Alternating minimization for computing doubly minimized Petz Renyi mutual information

TL;DR

This paper introduces an alternating minimization algorithm to compute the doubly minimized Petz Renyi mutual information for quantum states, proving its convergence for a broad range of parameters and extending previous classical results to general quantum states.

Contribution

It develops and proves the convergence of an alternating minimization method for calculating doubly minimized PRMI for any quantum state, filling a gap in numerical approaches.

Findings

Convergence of the algorithm is linear for α in (1,2].

Convergence is sublinear for α in (1/2,1).

Results extend previous classical state findings to all quantum states.

Abstract

The doubly minimized Petz Renyi mutual information (PRMI) of order $\alpha$ is defined as the minimization of the Petz divergence of order $\alpha$ of a fixed bipartite quantum state $\rho_{AB}$ relative to any product state $\sigma_A\otimes \tau_B$. To date, no closed-form expression for this measure has been found, necessitating the development of numerical methods for its computation.
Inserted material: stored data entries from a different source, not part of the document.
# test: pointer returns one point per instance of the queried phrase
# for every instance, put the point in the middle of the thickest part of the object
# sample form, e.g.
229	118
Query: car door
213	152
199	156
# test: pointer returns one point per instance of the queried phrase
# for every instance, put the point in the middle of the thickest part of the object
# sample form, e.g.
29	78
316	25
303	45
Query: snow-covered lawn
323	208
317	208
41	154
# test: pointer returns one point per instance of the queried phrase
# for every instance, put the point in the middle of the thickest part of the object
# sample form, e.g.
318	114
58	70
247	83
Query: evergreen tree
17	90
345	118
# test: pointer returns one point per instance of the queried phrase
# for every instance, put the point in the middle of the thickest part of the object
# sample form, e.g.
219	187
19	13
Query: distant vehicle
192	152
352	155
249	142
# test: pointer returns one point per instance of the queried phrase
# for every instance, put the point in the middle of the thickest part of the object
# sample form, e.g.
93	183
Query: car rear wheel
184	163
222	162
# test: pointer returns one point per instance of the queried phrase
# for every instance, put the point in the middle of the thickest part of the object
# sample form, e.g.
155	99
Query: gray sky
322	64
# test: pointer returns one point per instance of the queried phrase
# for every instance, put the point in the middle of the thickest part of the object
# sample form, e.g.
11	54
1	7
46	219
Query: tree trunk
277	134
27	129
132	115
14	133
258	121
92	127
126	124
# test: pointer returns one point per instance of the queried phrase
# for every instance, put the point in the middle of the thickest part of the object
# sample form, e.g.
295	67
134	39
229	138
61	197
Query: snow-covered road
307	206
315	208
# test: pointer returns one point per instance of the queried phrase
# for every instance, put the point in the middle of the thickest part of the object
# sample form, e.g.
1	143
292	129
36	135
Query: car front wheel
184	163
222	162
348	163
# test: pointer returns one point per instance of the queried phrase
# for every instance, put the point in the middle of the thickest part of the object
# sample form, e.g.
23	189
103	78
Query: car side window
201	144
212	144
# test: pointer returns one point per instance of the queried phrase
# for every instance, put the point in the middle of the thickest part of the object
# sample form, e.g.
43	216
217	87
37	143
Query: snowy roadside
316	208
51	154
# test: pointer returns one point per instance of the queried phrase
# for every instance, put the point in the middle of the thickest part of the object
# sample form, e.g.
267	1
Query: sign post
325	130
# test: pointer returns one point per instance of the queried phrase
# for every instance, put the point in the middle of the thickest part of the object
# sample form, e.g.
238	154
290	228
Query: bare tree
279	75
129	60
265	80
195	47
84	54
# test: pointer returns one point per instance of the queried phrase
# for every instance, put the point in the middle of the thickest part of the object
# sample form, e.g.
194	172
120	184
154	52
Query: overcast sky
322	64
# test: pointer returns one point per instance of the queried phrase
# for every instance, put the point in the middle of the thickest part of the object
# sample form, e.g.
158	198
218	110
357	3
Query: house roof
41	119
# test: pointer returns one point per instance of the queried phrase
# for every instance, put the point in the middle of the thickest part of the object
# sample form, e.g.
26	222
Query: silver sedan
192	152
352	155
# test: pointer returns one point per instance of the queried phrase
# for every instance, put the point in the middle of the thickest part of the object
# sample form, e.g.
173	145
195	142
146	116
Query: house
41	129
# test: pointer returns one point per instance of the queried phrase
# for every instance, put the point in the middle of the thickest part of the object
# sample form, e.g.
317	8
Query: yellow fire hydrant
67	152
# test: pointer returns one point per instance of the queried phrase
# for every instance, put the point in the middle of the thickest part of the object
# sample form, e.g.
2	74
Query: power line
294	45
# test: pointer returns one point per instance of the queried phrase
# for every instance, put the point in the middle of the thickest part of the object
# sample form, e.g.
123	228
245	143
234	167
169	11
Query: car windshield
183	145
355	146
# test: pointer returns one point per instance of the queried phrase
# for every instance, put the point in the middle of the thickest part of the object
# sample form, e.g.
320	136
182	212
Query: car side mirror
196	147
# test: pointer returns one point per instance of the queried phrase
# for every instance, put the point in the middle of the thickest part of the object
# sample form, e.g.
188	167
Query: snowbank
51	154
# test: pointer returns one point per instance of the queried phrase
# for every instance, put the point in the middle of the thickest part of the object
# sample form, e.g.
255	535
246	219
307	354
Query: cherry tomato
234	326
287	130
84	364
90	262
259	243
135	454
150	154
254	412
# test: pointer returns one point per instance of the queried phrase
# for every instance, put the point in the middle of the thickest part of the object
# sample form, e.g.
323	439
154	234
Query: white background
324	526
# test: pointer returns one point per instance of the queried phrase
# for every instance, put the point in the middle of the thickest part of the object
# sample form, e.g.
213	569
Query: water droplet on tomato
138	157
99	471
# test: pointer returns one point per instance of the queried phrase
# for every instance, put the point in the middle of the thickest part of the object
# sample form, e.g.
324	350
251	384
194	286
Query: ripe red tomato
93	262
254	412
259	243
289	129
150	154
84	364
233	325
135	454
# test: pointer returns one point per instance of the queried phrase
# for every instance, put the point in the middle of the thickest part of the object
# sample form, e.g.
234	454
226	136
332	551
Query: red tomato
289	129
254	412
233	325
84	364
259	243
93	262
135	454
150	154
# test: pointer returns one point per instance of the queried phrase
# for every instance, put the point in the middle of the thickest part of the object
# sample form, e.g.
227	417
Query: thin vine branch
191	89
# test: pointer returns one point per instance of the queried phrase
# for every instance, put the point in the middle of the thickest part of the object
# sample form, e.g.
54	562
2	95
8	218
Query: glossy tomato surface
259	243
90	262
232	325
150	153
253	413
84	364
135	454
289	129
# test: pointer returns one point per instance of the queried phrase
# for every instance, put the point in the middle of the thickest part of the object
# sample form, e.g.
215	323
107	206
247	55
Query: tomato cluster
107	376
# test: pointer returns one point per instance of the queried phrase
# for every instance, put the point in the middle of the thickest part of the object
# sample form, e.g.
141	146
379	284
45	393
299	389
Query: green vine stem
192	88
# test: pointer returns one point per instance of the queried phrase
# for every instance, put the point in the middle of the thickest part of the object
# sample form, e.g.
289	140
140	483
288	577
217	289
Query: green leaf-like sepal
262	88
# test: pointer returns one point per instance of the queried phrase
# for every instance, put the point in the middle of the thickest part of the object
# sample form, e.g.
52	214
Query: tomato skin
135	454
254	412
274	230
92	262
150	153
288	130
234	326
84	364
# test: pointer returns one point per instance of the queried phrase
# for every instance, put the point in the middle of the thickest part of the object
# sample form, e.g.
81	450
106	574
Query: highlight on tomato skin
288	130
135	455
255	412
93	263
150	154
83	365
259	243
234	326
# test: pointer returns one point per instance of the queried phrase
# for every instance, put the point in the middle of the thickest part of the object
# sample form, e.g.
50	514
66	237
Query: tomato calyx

In this work, we show that alternating minimization over $\sigma_A$ and $\tau_B$ asymptotically converges to the doubly minimized PRMI for any $\alpha\in (\frac{1}{2},1)\cup (1,2]$, by proving linear convergence of the objective function values with respect to the number of iterations for $\alpha\in (1,2]$ and sublinear convergence for $\alpha\in (\frac{1}{2},1)$. Previous studies have only addressed the specific case where $\rho_{AB}$ is a classical-classical state, while our results hold for any quantum state $\rho_{AB}$.